La Postdata: reinventando la Monarquía
¿Se imaginan que este monumental embrollo nos pilla con el debate Monarquía o República abierto en canal, como pretendían no hace mucho algunos? La despiadada batalla interna del PP, y las dudas que despierta un PSOE que sigue apoyándose en la muleta del independentismo, han puesto como nunca de manifiesto la crisis de credibilidad de los llamados partidos sistémicos. ¿Qué estaría pasando si además estuviéramos cuestionando a la Corona? La Monarquía es hoy un islote de sensatez, el principal referente institucional al que agarrarse.
En el Índice de calidad democrática que anualmente hace público el semanario The Economist, las monarquías parlamentarias ocupan lugares de privilegio entre las llamadas democracias plenas. Noruega (primera con una puntuación de 9,75), Suecia, Dinamarca, Países Bajos, Reino Unido… España ya no está en ese grupo. Ahora es una “democracia defectuosa”. La mala política es la responsable de la degradación. Otro índice, el de Transparencia Internacional sobre la percepción de la corrupción en 2021, nos empuja cuesta abajo: puesto 14 en la UE. Por debajo de la media. Un síntoma más de un deterioro preocupante.

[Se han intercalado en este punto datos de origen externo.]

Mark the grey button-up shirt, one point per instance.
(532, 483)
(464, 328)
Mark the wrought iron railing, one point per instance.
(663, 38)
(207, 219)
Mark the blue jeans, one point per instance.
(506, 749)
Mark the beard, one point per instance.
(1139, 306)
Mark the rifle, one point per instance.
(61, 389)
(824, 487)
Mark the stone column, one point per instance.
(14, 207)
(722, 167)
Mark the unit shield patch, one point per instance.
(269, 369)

En España, la Monarquía sigue siendo nuestro clavo ardiendo. A pesar de todo. Este viernes se presenta en el Senado el libro “Reinventando la tradición. Las monarquías parlamentarias en el siglo XXI”. Está editado por el Centro de Estudios de Políticas Públicas y Gobierno de la Universidad de Alcalá y Thomson Reuters Aranzadi. Plantea doce medidas con las que aspirar, recogiendo las palabras de Felipe VI, a “una monarquía renovada para un tiempo nuevo”. Doce medidas que se resumen en “liberar a la monarquía de la controversia política y dotarle de una mejor estructura de asesoramiento y supervisión, para que pueda concentrar su tiempo en desarrollar un simbolismo activo que refleje la unidad y diversidad de una democracia avanzada y europeísta”.

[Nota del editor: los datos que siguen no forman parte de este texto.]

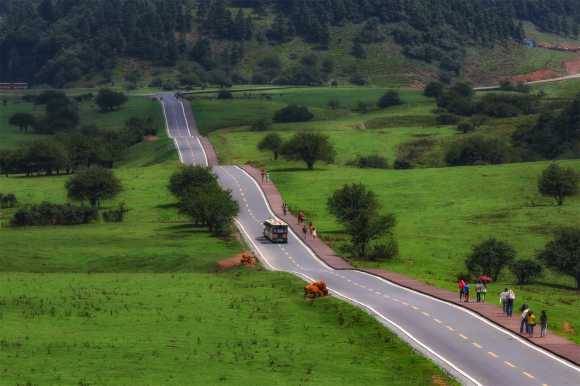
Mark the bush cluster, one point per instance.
(46, 213)
(373, 161)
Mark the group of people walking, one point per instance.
(480, 290)
(304, 229)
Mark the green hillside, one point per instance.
(192, 43)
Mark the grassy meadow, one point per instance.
(11, 136)
(441, 212)
(144, 302)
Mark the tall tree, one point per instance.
(309, 148)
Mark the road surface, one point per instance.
(186, 142)
(475, 350)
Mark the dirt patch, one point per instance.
(572, 66)
(542, 74)
(568, 328)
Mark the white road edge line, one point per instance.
(202, 149)
(477, 316)
(178, 149)
(165, 117)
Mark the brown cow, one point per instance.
(321, 286)
(312, 290)
(246, 259)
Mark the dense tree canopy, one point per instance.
(60, 41)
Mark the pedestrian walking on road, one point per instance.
(523, 317)
(510, 297)
(543, 324)
(502, 300)
(531, 322)
(461, 285)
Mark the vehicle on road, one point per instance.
(276, 231)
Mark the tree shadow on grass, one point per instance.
(167, 206)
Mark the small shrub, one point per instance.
(447, 119)
(225, 95)
(465, 127)
(116, 215)
(526, 271)
(293, 113)
(384, 251)
(402, 164)
(358, 79)
(390, 98)
(156, 82)
(372, 161)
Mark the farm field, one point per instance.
(145, 302)
(441, 212)
(11, 137)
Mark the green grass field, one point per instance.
(441, 212)
(143, 301)
(11, 137)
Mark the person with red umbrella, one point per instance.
(461, 285)
(483, 291)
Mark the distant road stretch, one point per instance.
(534, 82)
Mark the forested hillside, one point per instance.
(68, 43)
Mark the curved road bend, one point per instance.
(188, 147)
(481, 352)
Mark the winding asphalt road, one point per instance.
(475, 350)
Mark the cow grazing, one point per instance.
(312, 290)
(321, 286)
(246, 259)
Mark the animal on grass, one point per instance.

El trabajo está firmado por Charles Powell, Ignacio Molina y Víctor Lapuente, entre otros. No es una defensa a ultranza de la Monarquía. Es mucho más. Es un recetario para huir de experimentos irresponsables en una coyuntura, nacional e internacional, delicadísima; para consolidar, eso sí, el único punto de apoyo fiable que tenemos a nuestro alcance para renovar y reanimar la democracia.